No, enforcing privacy is not hard, all it takes is imposing penalties _much greater than_ those financial incentives.


I think they think of time capsule as a done deal. It doesn’t bring any extra money for them, and even though it’s broken, it exist to a point that when they’re selling a Mac they can say that it comes with a backup software as well. Just like a shady landlord tells you that the apartment facing a wall has a nice window.

I don’t know what these engineers are doing at Apple, but it surely isn’t making the ecosystem better, they’re just chasing hypes and shinny useless UI changes.


The cynic in me thinks Apple more or less gave up on Time Machine while ramping up on selling iCloud storage as a backup solution for macOS as well as iOS/ipadOS devices.


Death by a thousand cuts.

Yes, things like small bugs and abnormal user experiences accumulate and over time the OS and other apps become inconsistent.

As heavy users who are generally by profession spend a lot more time with a Mac, they tend to experience more issues, and things that used to work for decades start to crumble.
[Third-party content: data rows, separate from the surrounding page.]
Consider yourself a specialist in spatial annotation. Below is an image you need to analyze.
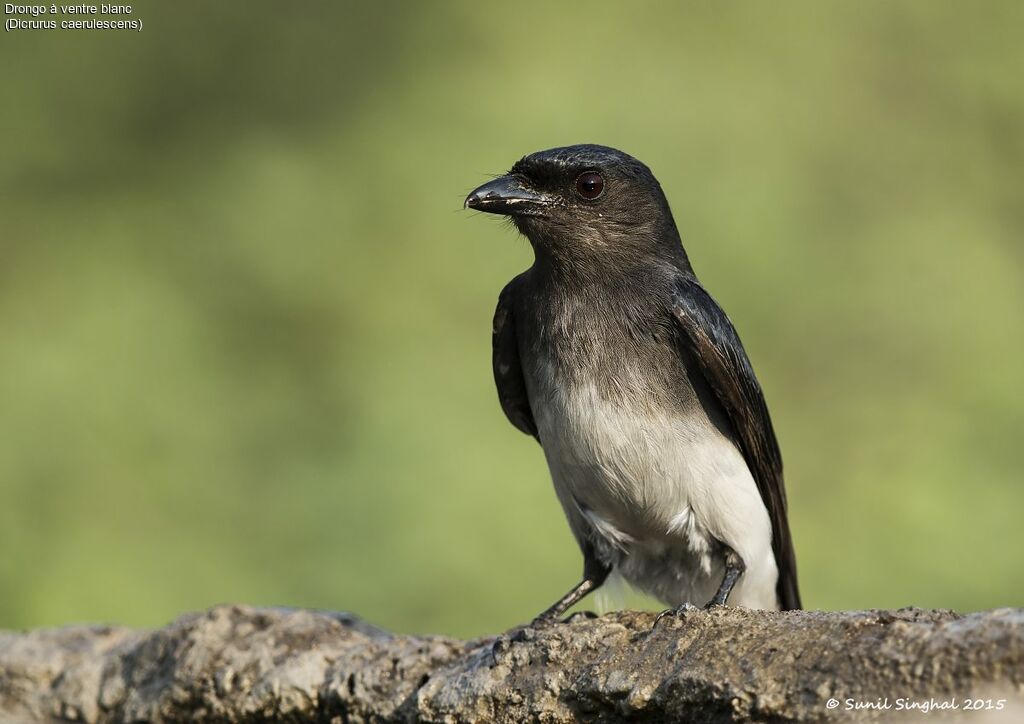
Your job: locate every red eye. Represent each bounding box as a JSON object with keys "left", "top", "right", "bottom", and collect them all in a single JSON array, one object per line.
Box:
[{"left": 577, "top": 171, "right": 604, "bottom": 201}]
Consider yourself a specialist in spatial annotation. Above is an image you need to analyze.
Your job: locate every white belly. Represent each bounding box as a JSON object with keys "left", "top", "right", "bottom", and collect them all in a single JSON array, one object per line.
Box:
[{"left": 531, "top": 384, "right": 778, "bottom": 608}]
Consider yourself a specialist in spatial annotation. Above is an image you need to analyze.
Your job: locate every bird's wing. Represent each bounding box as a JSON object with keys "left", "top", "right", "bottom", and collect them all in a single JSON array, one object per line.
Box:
[
  {"left": 492, "top": 276, "right": 540, "bottom": 440},
  {"left": 672, "top": 275, "right": 800, "bottom": 610}
]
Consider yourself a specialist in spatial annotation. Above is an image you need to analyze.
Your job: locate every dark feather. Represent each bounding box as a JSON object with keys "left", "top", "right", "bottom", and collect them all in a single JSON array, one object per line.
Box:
[
  {"left": 672, "top": 274, "right": 800, "bottom": 610},
  {"left": 492, "top": 276, "right": 540, "bottom": 440}
]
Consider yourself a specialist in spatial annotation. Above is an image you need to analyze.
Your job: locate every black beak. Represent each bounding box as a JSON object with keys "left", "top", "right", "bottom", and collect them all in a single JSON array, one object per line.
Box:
[{"left": 465, "top": 176, "right": 551, "bottom": 216}]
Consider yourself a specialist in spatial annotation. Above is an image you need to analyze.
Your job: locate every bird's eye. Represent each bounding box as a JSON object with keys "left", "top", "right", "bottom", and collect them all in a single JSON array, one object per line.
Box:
[{"left": 577, "top": 171, "right": 604, "bottom": 201}]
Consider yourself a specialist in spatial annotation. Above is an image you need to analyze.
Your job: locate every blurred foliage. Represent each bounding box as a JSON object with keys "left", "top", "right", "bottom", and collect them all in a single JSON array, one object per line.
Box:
[{"left": 0, "top": 0, "right": 1024, "bottom": 635}]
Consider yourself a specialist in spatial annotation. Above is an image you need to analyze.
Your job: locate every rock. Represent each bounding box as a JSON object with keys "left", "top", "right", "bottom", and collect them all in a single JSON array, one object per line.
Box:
[{"left": 0, "top": 606, "right": 1024, "bottom": 724}]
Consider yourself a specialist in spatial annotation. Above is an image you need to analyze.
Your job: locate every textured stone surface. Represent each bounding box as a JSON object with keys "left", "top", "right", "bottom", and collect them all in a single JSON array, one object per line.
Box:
[{"left": 0, "top": 606, "right": 1024, "bottom": 724}]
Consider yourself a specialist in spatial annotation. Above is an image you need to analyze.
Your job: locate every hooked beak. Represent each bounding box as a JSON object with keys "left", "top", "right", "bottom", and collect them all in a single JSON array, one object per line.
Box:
[{"left": 464, "top": 176, "right": 551, "bottom": 216}]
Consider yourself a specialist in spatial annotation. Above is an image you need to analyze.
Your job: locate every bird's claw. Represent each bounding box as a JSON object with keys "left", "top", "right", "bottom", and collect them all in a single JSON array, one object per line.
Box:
[{"left": 650, "top": 601, "right": 700, "bottom": 629}]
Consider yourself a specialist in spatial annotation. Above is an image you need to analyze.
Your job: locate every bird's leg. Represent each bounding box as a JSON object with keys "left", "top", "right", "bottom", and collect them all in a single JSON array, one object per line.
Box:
[
  {"left": 532, "top": 551, "right": 611, "bottom": 626},
  {"left": 705, "top": 543, "right": 746, "bottom": 608},
  {"left": 651, "top": 543, "right": 746, "bottom": 628},
  {"left": 490, "top": 549, "right": 611, "bottom": 666}
]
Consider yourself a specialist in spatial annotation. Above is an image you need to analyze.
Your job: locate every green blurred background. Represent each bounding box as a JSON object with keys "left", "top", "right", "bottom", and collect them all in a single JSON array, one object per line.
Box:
[{"left": 0, "top": 0, "right": 1024, "bottom": 635}]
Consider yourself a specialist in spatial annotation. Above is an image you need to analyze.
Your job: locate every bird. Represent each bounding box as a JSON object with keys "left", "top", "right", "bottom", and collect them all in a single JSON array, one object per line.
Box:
[{"left": 464, "top": 143, "right": 801, "bottom": 625}]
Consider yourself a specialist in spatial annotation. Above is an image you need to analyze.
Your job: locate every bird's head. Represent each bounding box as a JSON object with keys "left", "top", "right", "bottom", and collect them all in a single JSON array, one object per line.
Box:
[{"left": 465, "top": 144, "right": 683, "bottom": 262}]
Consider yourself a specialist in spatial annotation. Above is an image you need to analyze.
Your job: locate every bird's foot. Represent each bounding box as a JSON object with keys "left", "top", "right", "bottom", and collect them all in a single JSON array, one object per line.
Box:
[
  {"left": 490, "top": 614, "right": 558, "bottom": 667},
  {"left": 650, "top": 601, "right": 700, "bottom": 629},
  {"left": 562, "top": 611, "right": 598, "bottom": 624}
]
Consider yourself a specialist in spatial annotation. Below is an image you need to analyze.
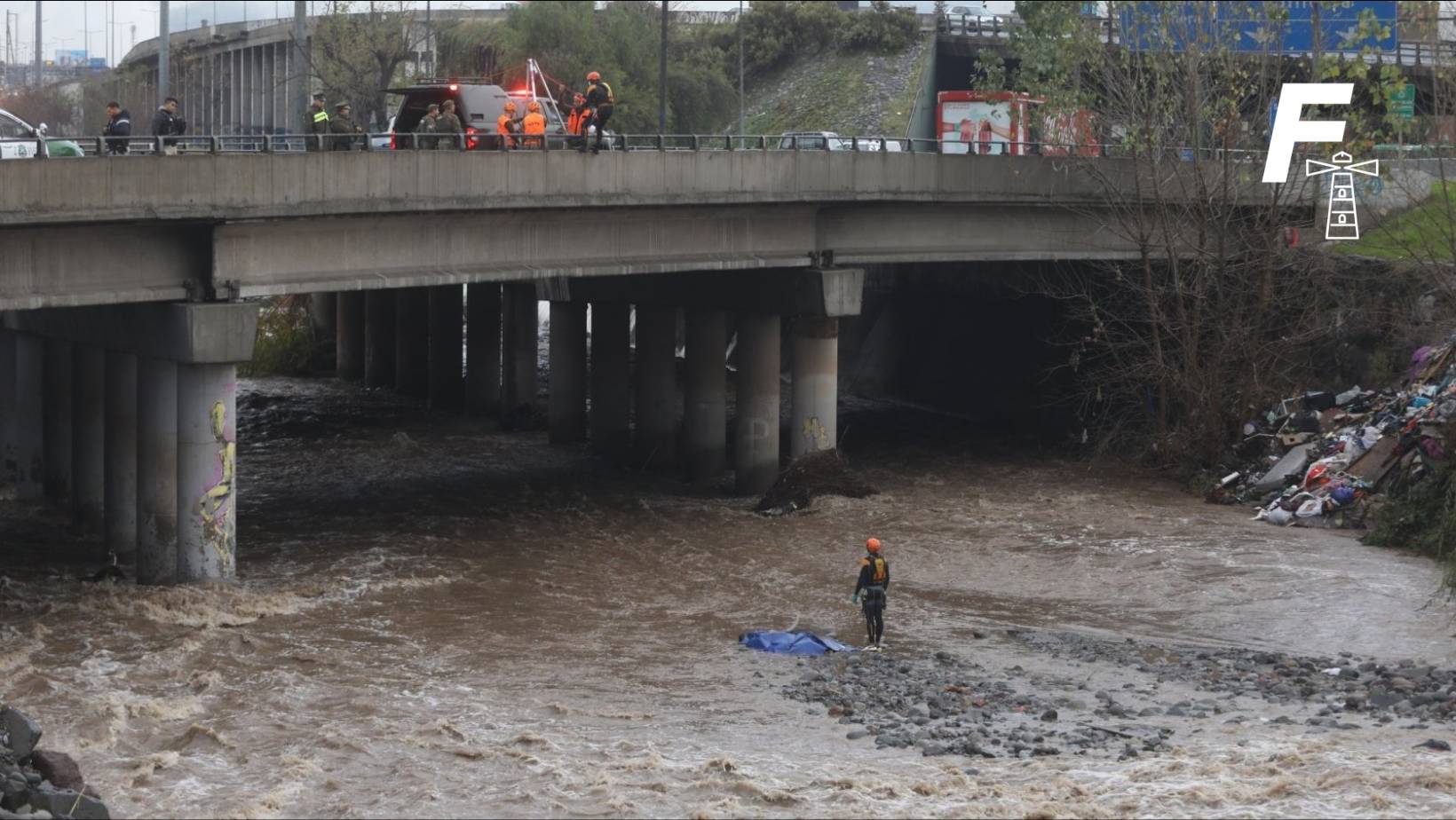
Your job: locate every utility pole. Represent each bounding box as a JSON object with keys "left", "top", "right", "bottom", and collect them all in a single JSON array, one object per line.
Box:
[
  {"left": 657, "top": 0, "right": 667, "bottom": 134},
  {"left": 157, "top": 0, "right": 172, "bottom": 106},
  {"left": 35, "top": 0, "right": 45, "bottom": 87},
  {"left": 738, "top": 0, "right": 747, "bottom": 136},
  {"left": 289, "top": 0, "right": 309, "bottom": 134}
]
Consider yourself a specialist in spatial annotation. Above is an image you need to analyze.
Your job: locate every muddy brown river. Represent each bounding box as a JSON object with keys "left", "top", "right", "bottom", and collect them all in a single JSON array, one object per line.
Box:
[{"left": 0, "top": 379, "right": 1456, "bottom": 817}]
It all works if you’re acting like working on glass pieces, but that’s not what computers are made for.

You’re supposed to use it extensively and get more efficient over time without a glassy UI and other broken systems pulling you down at every turn.

It’s not about using a system for 10 minutes to visit a website with Chrome, but instead spending days programming things, having a normal life, and still having the very simple file discovery features working.
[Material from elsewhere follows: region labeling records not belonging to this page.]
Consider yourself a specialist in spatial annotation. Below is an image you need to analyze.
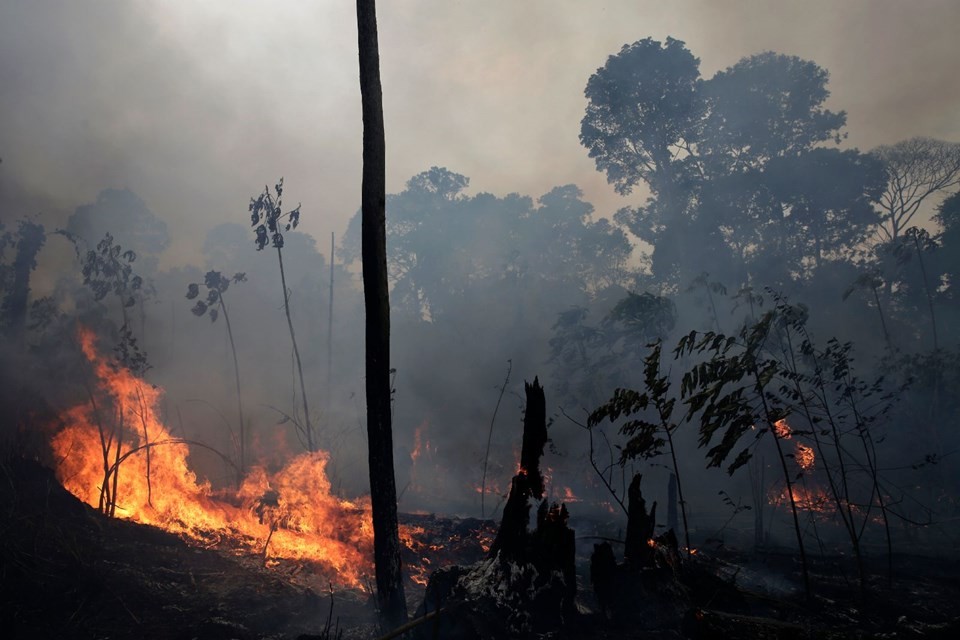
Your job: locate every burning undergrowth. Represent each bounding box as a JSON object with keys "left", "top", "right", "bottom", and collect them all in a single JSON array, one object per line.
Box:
[{"left": 52, "top": 331, "right": 444, "bottom": 589}]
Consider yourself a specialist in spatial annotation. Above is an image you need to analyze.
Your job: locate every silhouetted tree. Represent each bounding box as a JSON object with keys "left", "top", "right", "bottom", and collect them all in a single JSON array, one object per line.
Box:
[
  {"left": 357, "top": 0, "right": 407, "bottom": 629},
  {"left": 580, "top": 38, "right": 884, "bottom": 287},
  {"left": 187, "top": 271, "right": 247, "bottom": 486},
  {"left": 248, "top": 178, "right": 317, "bottom": 451},
  {"left": 870, "top": 138, "right": 960, "bottom": 240},
  {"left": 0, "top": 220, "right": 46, "bottom": 339}
]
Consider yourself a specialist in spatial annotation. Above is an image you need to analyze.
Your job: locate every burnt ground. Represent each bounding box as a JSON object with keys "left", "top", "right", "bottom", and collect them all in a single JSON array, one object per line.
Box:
[{"left": 0, "top": 458, "right": 960, "bottom": 640}]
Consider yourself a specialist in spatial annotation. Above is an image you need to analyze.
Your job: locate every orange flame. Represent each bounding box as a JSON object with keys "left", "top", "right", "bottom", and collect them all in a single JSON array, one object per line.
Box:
[
  {"left": 52, "top": 330, "right": 373, "bottom": 587},
  {"left": 794, "top": 442, "right": 816, "bottom": 471}
]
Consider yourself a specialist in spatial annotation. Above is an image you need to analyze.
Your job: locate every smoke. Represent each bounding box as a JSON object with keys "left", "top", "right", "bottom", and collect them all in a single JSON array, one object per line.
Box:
[{"left": 0, "top": 0, "right": 960, "bottom": 556}]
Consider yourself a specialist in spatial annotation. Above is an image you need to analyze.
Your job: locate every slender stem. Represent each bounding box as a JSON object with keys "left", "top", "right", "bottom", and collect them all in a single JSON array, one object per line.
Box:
[
  {"left": 327, "top": 231, "right": 336, "bottom": 407},
  {"left": 913, "top": 233, "right": 940, "bottom": 351},
  {"left": 137, "top": 384, "right": 153, "bottom": 507},
  {"left": 480, "top": 360, "right": 513, "bottom": 518},
  {"left": 217, "top": 291, "right": 247, "bottom": 487},
  {"left": 277, "top": 247, "right": 317, "bottom": 451}
]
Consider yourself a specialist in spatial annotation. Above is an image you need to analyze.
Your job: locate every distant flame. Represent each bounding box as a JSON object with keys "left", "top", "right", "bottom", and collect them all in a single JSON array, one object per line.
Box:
[
  {"left": 773, "top": 418, "right": 793, "bottom": 440},
  {"left": 794, "top": 442, "right": 816, "bottom": 471}
]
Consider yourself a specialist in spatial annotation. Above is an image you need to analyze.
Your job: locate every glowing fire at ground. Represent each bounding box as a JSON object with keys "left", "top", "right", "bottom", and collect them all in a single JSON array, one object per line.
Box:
[
  {"left": 773, "top": 418, "right": 816, "bottom": 471},
  {"left": 52, "top": 331, "right": 373, "bottom": 587}
]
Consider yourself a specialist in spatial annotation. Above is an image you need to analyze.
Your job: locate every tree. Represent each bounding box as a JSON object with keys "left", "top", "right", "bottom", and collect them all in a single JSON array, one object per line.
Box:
[
  {"left": 187, "top": 271, "right": 247, "bottom": 487},
  {"left": 66, "top": 189, "right": 170, "bottom": 276},
  {"left": 871, "top": 138, "right": 960, "bottom": 240},
  {"left": 357, "top": 0, "right": 407, "bottom": 629},
  {"left": 580, "top": 38, "right": 704, "bottom": 195},
  {"left": 698, "top": 51, "right": 846, "bottom": 171},
  {"left": 580, "top": 38, "right": 882, "bottom": 288},
  {"left": 935, "top": 192, "right": 960, "bottom": 300},
  {"left": 249, "top": 178, "right": 317, "bottom": 451}
]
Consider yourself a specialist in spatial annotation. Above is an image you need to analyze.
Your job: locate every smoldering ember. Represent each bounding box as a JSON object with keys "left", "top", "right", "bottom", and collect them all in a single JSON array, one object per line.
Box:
[{"left": 0, "top": 0, "right": 960, "bottom": 640}]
There’s no reason for a computer to be this choppy and slow (in things like context switching etc.) unless something else is going on in the background.


And yet Apple engineers are going through numerous forums and Reddit posts to gaslight people by commenting “well, it doesn’t happen to me, mine works perfectly”.

They managed to mess up an entire ecosystem and they’re acting so stupid about it that I cannot believe all this software was made by Apple.

There’s no elegance, no thought out user experience, no good design, it’s all stupid glass design with comical amount of padding. It all looks like it was designed and implemented by a team five over a half assed pool party.

What the hell is Apple doing with its tens of thousands of engineers, if they cannot make a freaking window manager.


I'm convinced that this is the fate of all successful software companies. It's not a result of arrogance or hubris or anything else like that. It's the result of turnover.

Take your favourite rock band and turn over all the musicians until no one is left from the original band. Should we expect the band to continue cranking out chart-topping hits?

There's one further factor that makes the situation even worse than the "Rock Band of Theseus." That's the fact that young software engineers are not interested in stewardship. They want to build their own projects, not fix bugs in someone else's. Across the software industry we see this lead to a continual churn, rewrites and redesigns no one wants, and a huge amount of wasted effort reinventing the wheel (and often making a worse wheel).


There should be leadership at the top focussing the efforts of developers though. Developers wanting to make new stuff doesn't only happen because of turnover.


It often feels like Apple hires the best hardware and marketing people in the world and holds them to the highest standards, but the software design and engineering people are left to just kind of screw around, redesign stuff for shits and giggles, and laugh as people fill their forums with bug reports and (very obvious) feature requests.